ATLANTA (Aug. 10, 2:50 p.m. EDT) — After buying a resin distributor in February, NetVendor.com Inc. now plans to move away from online transactions and toward the software side of its business.
Atlanta-based NetVendor becomes the second independent trading exchange in the past three months to say it will shy away from Web-based plastics transactions.
In June, Chicago-based Commerx PlasticsNet said it would shift its emphasis from Web trading to providing technology to processors for online procurement. Timothy Stojka, chairman and chief executive officer of parent company Commerx Inc., cited the lack of volume — and profitability — for Web-based exchanges.
NetVendor executives did not share the same financial concerns but said that managing transactions is not where its future lies. The company launched PlasticsBin.com, a trading source for surplus plastic inventory and scrap, earlier this year.
"We learned firsthand what it takes to make an exchange work," said Michael Lackey, NetVendor director of product management. "And PlasticsBin was one of the few exchanges making money, with transactions actually going through it. But we're taking what we've learned and carving out our place in the supplier-enablement area."
NetVendor does not plan to scrap PlasticsBin and two other trading sites, for automotive and electronic parts, said spokesman Stuart Smith. However, the possibility exists that the bins could be sold, he said.
The company instead will focus on developing and marketing its E.mbrace software, which helps to automate business processes for resin and parts sellers and connecting them to potential buyers.
In May the company raised $52 million in a third round of private funding, primarily to support E.mbrace. The company's largest investor is Internet Capital Group.
Previous financing rounds — for $4 million and $12 million — went to develop trading exchanges and E.mbrace, Smith said. But the market has changed, he added.
"Between our first and second round of financing, the world got caught up in trading exchanges," Smith said. "The problem is that to get buyers, you have to have sellers. And there are 800-pound gorillas out there who can get buyers quickly. It can be both the beginning and the end of dot-coms as we know it."

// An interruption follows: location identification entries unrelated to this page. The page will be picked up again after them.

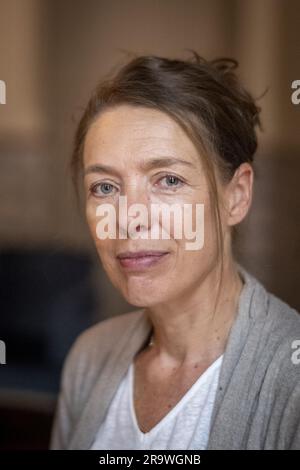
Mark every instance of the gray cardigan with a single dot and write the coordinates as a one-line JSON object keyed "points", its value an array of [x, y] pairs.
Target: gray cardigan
{"points": [[257, 403]]}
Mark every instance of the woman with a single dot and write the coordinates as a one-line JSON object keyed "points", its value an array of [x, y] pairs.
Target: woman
{"points": [[207, 361]]}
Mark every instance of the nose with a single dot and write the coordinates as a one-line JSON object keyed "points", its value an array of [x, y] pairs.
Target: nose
{"points": [[134, 218]]}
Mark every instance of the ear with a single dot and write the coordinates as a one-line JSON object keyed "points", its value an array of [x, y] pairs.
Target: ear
{"points": [[239, 194]]}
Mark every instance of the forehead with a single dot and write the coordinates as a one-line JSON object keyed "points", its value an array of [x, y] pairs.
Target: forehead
{"points": [[134, 132]]}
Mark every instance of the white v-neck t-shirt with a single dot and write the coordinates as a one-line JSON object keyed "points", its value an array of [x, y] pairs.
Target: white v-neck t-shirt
{"points": [[186, 426]]}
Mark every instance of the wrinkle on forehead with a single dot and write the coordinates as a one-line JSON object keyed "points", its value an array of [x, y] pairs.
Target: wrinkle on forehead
{"points": [[135, 133]]}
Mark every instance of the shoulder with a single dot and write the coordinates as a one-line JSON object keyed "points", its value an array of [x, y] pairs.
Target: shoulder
{"points": [[283, 343], [100, 338], [90, 352]]}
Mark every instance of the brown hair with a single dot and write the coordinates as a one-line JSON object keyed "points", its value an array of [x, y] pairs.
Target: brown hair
{"points": [[203, 96]]}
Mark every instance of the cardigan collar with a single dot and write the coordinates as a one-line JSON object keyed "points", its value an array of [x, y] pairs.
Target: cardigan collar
{"points": [[134, 340]]}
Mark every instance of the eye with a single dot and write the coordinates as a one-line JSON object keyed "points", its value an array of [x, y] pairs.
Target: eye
{"points": [[171, 181], [102, 189]]}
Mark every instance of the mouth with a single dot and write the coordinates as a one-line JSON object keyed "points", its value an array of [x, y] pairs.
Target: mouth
{"points": [[141, 259]]}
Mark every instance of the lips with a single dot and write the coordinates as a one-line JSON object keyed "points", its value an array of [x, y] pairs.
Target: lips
{"points": [[141, 259], [140, 254]]}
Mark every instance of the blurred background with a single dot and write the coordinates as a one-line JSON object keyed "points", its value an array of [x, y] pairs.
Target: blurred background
{"points": [[52, 54]]}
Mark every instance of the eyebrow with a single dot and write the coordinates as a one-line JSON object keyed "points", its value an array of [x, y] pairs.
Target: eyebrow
{"points": [[146, 166]]}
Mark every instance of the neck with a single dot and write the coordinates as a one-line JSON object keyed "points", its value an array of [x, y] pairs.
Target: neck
{"points": [[194, 328]]}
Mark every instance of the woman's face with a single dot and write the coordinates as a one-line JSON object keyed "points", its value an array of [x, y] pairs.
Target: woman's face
{"points": [[144, 155]]}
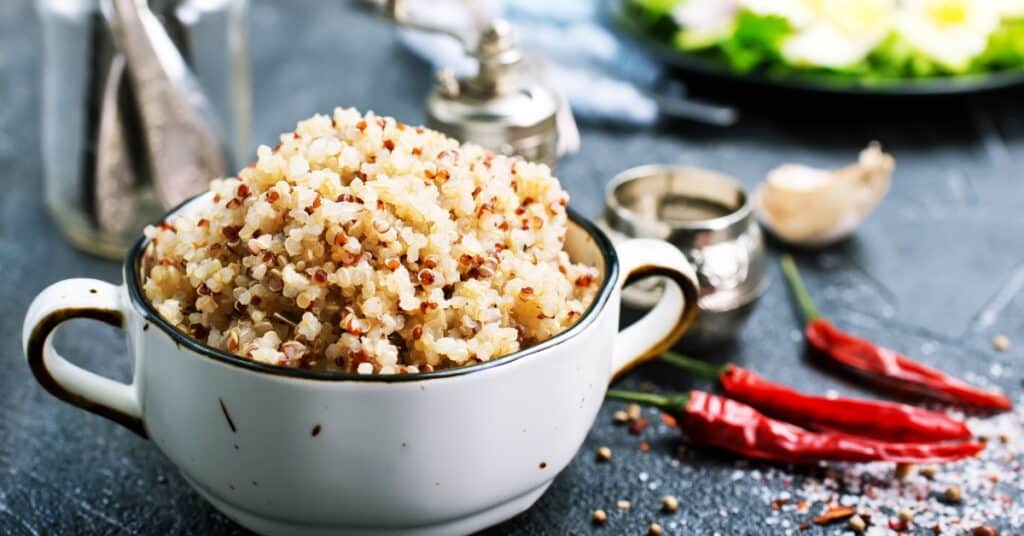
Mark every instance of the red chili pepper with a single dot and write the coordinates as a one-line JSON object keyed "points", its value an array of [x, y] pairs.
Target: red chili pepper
{"points": [[882, 364], [880, 420], [717, 421]]}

One looming "gorilla" is Omnexus, a neutral trading exchange targeted at injection molders. That exchange, scheduled to start in October, is funded by seven large resin companies, including Dow Chemical Co., DuPont, BASF Corp. and Bayer AG.
NetVendor purchased resin broker Able Plastics of Marietta, Ga., in February. Able sold thermoplastic regrind for 13 years but had difficulty keeping up with capacity through traditional selling methods, said Able Plastics founder Barry Shemaria.
Shemaria, now plastics industry director at NetVendor, did not return a telephone call seeking comment.
NetVendor's E.mbrace software, first released in 1996, is being remarketed for resin manufacturers and distributors, Lackey said. Its capabilities allow customers to browse through online catalog offerings, place orders and track shipments.
An updated feature offers the ability to transmit, view and order directly from computer-aided-design drawings.
"On the sell side of things, we hope to be that 800-pound gorilla," Smith said. "We're shifting from fighting the war (with resin suppliers) with a trading exchange to selling guns (to suppliers) for that war."
The change in direction fits forecasts by e-commerce analysts, many of whom see a coming collapse in the number of online exchanges. They site an inability to serve customers effectively and the stock-market decline.
"Independent trading exchanges, in general, do not meet supply-side needs very well," said David Caruso, general manager for manufacturing e-business strategies with Boston-based AMR Research Inc. "Their sustainable competitive advantage is a mirage."
Yet, alliances are being formed. While NetVendor is downplaying its transaction model, the company said in June that it had signed a co-marketing agreement with Burlington, Mass.-based getPlastic.com.
GetPlastic, an online provider of virgin resin, will send customers to PlasticsBin.com to dispose of excess, obsolete and slow-moving inventory, getPlastics President Chris Poirier said in a written release.
NetVendor said it will do the same for its customers who want virgin material.